Even in that brief interview, Pocahontas had touched a chord in his nature no woman had ever touched before; it vibrated—very faintly, but enough to arrest Thorne's attention, for an instant, and to cause him to bend his ear and listen. In some subtle way, a difference was established between her and all other women. Her ready acceptance of his aid, her absolute lack of self-consciousness, even her calmly courteous dismissal of him, piqued Thorne's curiosity and interest. He reflected that in all probability he would meet her soon again, and the idea pleased him.

As he selected a cigar, the grotesque side of the adventure touched him; he smiled, and the smile broadened into a laugh as he recalled his own part in the performance. What would Norma have said, could she have beheld him heading off sheep from a squalling little African at the command of an utterly strange young woman?

Pocahontas related her adventure gleefully when they were all assembled at dinner; and the amusement it excited was great. Berkeley insisted teasingly that her deliverer would develop into one of the workmen from Washington, employed by General Smith in the renovation of Shirley. One of the carpenters, or—as he looked gentlemanly and wore a coat, a fresco man, abroad in search of an original idea for the dining-room ceiling. This idea she had obligingly furnished him, and he would be able to make a very effective ceiling of her, and Sawney, and the sheep, if he should handle them rightly. These suggestions Pocahontas scouted, maintaining gayly that the dark stranger was none other than her "Smith," the very identical John of her destiny.

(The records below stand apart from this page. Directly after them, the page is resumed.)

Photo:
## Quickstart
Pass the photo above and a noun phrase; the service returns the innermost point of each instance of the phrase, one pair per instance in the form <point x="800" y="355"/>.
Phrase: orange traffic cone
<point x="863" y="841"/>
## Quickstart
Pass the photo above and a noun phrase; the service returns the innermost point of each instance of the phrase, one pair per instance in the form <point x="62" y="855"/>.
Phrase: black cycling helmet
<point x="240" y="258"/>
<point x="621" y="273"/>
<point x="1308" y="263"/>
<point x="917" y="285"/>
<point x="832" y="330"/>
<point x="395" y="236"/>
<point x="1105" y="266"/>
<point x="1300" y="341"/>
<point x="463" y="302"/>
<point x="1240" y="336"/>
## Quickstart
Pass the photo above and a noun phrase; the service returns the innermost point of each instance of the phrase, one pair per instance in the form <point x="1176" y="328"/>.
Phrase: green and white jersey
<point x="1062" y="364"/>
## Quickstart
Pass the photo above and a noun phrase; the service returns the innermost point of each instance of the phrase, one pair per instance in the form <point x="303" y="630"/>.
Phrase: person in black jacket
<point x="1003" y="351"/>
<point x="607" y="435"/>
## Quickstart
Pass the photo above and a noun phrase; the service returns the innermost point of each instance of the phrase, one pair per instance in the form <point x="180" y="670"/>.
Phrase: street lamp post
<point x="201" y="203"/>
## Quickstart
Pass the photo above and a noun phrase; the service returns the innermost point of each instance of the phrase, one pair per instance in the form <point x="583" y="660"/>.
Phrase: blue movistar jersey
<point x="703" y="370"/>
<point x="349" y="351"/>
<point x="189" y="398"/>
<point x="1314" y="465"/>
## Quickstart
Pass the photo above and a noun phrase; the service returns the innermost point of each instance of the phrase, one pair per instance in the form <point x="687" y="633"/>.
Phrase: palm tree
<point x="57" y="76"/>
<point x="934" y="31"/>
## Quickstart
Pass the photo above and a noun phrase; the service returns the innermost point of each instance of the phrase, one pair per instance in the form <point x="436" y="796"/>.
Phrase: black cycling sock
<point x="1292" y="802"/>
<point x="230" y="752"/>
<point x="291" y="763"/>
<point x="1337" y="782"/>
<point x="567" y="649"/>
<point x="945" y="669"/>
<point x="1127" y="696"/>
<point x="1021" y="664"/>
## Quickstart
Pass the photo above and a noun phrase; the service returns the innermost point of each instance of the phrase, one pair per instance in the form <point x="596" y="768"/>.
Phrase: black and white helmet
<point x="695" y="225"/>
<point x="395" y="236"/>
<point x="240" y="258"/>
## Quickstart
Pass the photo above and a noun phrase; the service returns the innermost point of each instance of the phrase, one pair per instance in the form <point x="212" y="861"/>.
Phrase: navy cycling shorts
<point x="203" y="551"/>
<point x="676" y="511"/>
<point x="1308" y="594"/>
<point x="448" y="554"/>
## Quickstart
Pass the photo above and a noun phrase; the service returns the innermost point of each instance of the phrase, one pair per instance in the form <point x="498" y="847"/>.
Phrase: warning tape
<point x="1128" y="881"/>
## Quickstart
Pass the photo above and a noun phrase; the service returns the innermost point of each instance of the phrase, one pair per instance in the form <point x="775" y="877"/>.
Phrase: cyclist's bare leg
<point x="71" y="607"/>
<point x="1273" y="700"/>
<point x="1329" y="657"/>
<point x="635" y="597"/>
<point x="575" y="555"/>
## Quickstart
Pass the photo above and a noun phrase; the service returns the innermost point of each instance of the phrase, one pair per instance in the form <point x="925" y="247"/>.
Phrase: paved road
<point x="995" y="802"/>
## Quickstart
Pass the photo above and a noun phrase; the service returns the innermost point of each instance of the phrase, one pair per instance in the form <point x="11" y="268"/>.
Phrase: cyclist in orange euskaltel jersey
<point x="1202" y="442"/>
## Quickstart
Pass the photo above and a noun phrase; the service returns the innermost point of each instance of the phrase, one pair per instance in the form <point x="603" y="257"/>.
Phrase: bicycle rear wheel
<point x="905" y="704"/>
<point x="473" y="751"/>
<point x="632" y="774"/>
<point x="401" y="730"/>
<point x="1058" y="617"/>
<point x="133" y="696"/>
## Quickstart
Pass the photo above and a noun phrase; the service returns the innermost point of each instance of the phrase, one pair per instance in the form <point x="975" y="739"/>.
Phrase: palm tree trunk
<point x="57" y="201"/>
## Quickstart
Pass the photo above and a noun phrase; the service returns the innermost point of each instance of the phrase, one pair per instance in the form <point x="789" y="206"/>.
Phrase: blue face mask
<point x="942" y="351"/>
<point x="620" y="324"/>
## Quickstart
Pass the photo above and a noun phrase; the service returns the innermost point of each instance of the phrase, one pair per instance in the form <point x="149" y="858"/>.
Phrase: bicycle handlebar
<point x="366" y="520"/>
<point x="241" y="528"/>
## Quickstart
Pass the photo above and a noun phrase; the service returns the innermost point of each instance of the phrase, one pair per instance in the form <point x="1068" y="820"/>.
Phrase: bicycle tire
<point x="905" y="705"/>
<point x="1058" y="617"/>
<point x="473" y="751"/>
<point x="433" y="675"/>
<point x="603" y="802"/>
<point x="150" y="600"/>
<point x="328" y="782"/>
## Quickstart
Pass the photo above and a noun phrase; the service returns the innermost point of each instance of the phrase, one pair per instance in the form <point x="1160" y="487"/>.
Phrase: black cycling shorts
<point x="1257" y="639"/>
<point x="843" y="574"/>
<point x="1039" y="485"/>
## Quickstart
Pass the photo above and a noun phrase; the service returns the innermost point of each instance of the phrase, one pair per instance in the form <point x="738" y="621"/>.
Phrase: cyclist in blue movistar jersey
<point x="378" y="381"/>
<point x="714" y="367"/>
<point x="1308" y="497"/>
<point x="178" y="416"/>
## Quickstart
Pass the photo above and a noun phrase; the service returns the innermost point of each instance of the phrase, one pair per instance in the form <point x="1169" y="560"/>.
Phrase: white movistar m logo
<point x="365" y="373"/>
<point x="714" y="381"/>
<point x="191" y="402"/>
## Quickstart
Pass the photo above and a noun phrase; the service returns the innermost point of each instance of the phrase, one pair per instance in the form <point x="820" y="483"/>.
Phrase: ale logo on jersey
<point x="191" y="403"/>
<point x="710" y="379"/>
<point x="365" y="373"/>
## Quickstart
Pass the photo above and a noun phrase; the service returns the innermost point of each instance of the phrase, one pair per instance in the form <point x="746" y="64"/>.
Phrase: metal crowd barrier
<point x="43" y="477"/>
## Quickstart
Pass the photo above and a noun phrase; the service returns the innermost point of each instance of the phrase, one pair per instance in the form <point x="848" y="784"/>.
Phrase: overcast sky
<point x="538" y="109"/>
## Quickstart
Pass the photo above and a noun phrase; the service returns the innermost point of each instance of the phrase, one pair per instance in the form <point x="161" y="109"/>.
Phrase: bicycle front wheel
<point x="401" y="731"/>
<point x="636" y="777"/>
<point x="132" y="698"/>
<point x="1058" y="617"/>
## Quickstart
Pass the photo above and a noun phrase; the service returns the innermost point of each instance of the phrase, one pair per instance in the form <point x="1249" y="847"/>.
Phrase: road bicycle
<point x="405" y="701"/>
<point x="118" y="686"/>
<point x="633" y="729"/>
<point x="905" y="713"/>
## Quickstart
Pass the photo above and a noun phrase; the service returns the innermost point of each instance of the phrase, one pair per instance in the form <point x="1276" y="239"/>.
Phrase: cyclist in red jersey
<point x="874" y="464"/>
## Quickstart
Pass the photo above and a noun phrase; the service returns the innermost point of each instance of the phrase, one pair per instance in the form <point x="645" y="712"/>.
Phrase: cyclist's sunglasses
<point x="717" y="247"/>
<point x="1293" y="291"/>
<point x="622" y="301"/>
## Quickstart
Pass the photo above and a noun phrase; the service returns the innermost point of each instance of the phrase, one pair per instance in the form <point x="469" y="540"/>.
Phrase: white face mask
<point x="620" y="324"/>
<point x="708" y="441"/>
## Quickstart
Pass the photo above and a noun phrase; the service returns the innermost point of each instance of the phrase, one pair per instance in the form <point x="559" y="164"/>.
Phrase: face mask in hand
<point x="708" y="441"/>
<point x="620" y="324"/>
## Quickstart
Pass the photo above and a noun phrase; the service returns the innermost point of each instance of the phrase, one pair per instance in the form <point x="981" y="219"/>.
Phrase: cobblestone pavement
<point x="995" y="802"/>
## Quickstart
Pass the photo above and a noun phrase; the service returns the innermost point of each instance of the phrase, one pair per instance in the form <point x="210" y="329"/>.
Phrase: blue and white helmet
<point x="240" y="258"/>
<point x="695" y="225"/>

Later she confided to her brother her conjecture relative to the identity of their new neighbor, and was more delighted than surprised to learn from him that her surmise had been correct. Berkeley had obtained the information from the solicitor in Wintergreen, who had been employed in the transfer of the estate.



CHAPTER VII.

The Smith family speedily settled down into their new home, and after the first feeling of strangeness had worn off, were forced to acknowledge that the reality of country living was not so disagreeable as they had anticipated. The neighborhood was pleasantly and thickly settled, the people kind-hearted and hospitable. True, Mrs. Smith still secretly yearned for modern conveniences and the comforts of a daily market, and felt that time alone could reconcile her to the unreliability and inefficiency of colored servants, but even she had compensation. Her husband—whose time, since his retirement, had hung like lead upon his hands, was busy, active and interested, full of plans, and reveling in the pure delight of buying expensive machinery for the negroes to break, and tons of fertilizers for them to waste. The girls were pleased, and Norma happier and less difficult than she had been for years. And, best and most welcome of all, Warner appeared to strengthen. As for Percival, his satisfaction knew no bounds; his father had given him a gun and Nesbit Thorne was teaching him how to use it.